Concern about antibiotic resistance has prompted the Centers for Disease Control and Prevention to wage a campaign to make physicians and consumers aware of the risks they run in overusing drugs. In conjunction with the American Academy of Pediatrics and the American Society for Microbiology, the CDC published a pamphlet, "Your Child and Antibiotics." A million copies were printed and distributed last spring, according to Scott Dowell, MD, of the CDC's Childhood and Respiratory Diseases Branch.

The pamphlet stresses that each course of antibiotics may increase the risk for carrying a resistant strain of the targeted pathogen, and warns that future infections will be harder to treat. Here are a few guiding principles relevant to the five upper-respiratory infections that lead to most visits to doctors and often to requests for antibiotics.
  1. Expect a child to have an average of six upper-respiratory infections a year and recognize that most will be caused by viruses. Since antibiotics don't work against viruses, they should not be prescribed.

  2. Physicians are cautioned to treat middle ear infections with antibiotics only when they are acute - when symptoms include fever, drainage and/or indications of pain. The drugs should not be prescribed when there is fluid in the ear as the result of a cold, but the child is asymptomatic for acute otitis media. Doctors are urged to discuss restraint in use of antibiotics at a well-child checkup, not with a parent who has been up all night with a crying child.
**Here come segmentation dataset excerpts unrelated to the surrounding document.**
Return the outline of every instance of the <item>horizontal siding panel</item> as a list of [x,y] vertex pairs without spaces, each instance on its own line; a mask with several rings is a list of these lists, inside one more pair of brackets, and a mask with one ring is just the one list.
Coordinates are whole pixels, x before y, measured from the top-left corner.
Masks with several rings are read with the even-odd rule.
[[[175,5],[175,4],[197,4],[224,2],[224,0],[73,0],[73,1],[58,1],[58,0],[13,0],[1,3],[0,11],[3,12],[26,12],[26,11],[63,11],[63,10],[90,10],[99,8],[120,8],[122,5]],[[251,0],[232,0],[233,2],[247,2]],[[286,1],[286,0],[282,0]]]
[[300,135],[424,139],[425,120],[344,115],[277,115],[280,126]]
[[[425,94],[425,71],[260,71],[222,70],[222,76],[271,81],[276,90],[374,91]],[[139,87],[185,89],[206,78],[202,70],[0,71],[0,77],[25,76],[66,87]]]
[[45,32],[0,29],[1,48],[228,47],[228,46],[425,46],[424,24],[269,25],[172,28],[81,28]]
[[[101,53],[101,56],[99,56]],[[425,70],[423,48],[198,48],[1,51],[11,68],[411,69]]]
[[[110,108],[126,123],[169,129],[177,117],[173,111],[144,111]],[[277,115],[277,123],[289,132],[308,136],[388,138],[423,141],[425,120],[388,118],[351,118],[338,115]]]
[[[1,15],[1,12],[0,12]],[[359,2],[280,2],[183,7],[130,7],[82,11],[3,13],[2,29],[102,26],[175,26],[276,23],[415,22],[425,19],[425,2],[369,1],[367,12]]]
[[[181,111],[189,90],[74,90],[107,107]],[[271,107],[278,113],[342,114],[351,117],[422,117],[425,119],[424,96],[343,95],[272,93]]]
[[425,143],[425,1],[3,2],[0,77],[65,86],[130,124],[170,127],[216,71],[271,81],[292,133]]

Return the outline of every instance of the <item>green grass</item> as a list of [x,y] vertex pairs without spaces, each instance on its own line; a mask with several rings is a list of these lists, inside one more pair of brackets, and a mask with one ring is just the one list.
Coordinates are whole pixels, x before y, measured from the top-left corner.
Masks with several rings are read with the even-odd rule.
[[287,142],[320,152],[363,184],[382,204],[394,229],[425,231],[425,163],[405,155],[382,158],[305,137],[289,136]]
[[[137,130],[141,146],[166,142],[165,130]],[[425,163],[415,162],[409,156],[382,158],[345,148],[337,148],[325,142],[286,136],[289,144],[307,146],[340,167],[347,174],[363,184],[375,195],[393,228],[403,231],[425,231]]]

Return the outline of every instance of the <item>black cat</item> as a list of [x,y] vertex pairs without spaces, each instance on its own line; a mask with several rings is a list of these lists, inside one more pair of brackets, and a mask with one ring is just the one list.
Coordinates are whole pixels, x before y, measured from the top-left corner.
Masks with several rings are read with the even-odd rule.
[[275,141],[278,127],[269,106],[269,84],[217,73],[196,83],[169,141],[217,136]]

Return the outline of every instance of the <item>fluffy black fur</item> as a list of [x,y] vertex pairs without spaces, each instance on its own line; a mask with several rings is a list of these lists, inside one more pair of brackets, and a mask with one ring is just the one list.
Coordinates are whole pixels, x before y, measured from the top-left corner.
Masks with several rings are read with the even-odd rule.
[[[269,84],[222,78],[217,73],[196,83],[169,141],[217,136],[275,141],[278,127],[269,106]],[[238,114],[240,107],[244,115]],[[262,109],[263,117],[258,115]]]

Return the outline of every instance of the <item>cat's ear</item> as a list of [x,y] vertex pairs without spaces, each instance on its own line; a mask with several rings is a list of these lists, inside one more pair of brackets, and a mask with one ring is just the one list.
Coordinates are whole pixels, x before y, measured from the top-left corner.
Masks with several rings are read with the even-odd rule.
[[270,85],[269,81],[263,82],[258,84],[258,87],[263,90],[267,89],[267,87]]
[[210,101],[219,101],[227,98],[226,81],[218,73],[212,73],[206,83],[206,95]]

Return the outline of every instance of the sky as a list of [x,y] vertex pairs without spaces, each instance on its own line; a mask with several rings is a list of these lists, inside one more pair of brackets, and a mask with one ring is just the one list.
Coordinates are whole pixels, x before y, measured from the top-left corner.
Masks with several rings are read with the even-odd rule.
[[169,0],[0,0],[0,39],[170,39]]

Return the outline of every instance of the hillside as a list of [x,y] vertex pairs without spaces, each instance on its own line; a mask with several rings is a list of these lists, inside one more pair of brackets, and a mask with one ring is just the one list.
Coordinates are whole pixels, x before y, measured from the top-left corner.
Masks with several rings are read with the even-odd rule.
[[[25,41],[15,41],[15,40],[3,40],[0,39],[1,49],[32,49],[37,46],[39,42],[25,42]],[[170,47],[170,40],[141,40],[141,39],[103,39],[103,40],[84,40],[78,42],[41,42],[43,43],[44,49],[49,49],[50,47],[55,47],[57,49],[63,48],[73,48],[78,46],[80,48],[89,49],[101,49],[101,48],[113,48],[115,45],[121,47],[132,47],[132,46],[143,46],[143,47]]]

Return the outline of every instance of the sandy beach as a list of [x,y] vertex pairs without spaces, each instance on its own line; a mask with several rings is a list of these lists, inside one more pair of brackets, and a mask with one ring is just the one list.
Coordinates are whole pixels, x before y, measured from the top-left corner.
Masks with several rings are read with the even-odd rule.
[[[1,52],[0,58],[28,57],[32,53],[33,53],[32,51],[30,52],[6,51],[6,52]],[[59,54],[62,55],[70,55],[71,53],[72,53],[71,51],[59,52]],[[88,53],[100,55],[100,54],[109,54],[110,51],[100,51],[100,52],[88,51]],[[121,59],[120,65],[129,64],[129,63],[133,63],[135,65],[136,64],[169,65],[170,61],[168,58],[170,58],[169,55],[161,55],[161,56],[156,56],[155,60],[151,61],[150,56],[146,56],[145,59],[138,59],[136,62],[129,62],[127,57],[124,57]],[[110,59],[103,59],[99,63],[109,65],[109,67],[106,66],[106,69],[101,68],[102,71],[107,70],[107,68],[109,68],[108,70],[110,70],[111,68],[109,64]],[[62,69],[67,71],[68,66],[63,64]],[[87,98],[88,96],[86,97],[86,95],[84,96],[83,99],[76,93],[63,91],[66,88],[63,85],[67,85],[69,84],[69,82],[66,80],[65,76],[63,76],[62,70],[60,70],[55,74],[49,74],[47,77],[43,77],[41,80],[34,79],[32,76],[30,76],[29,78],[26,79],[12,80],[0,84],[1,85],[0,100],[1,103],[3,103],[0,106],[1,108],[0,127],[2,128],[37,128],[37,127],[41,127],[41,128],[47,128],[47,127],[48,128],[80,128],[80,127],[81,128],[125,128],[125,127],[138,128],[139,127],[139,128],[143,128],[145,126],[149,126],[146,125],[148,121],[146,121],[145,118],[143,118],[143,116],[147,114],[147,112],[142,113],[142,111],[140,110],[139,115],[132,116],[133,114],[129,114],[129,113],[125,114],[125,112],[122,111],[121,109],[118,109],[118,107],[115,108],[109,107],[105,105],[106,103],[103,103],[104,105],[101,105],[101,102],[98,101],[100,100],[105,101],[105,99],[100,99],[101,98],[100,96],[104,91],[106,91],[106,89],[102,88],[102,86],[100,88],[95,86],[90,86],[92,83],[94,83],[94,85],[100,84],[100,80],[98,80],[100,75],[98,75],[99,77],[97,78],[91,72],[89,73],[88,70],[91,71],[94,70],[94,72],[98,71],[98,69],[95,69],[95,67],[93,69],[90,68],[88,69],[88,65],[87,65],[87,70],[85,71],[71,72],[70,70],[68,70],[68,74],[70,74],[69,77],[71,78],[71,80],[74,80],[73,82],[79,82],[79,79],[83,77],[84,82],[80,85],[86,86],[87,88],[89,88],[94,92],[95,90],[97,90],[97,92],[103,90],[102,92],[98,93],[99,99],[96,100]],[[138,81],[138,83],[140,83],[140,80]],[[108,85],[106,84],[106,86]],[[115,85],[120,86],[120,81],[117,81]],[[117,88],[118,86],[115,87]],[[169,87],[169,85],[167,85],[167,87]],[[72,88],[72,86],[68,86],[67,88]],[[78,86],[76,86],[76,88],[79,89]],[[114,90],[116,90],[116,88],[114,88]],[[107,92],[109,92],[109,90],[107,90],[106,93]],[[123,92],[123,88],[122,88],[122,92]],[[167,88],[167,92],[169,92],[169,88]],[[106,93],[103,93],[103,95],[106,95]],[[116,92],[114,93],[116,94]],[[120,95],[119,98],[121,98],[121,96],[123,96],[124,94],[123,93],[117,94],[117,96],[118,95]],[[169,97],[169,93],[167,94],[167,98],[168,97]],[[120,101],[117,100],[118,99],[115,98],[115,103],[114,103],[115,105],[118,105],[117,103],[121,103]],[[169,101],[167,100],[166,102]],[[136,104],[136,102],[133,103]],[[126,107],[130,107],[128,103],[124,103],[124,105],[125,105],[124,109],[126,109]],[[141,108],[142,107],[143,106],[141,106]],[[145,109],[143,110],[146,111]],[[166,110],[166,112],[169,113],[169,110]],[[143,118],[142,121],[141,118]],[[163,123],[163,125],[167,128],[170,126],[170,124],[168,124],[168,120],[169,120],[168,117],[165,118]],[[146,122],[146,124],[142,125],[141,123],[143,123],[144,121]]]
  3. With sinusitis, antibiotics should be given only when the disease is acute or prolonged - with significant nasal discharge and cough lasting for weeks.

  4. In most children there is little evidence that bronchitis requires antibiotics.

  5. For sore throats, a culture is recommended to confirm a diagnosis of Group A streptococcal infection. Antibiotic therapy is indicated if the test is positive, and penicillin remains the initial treatment of choice.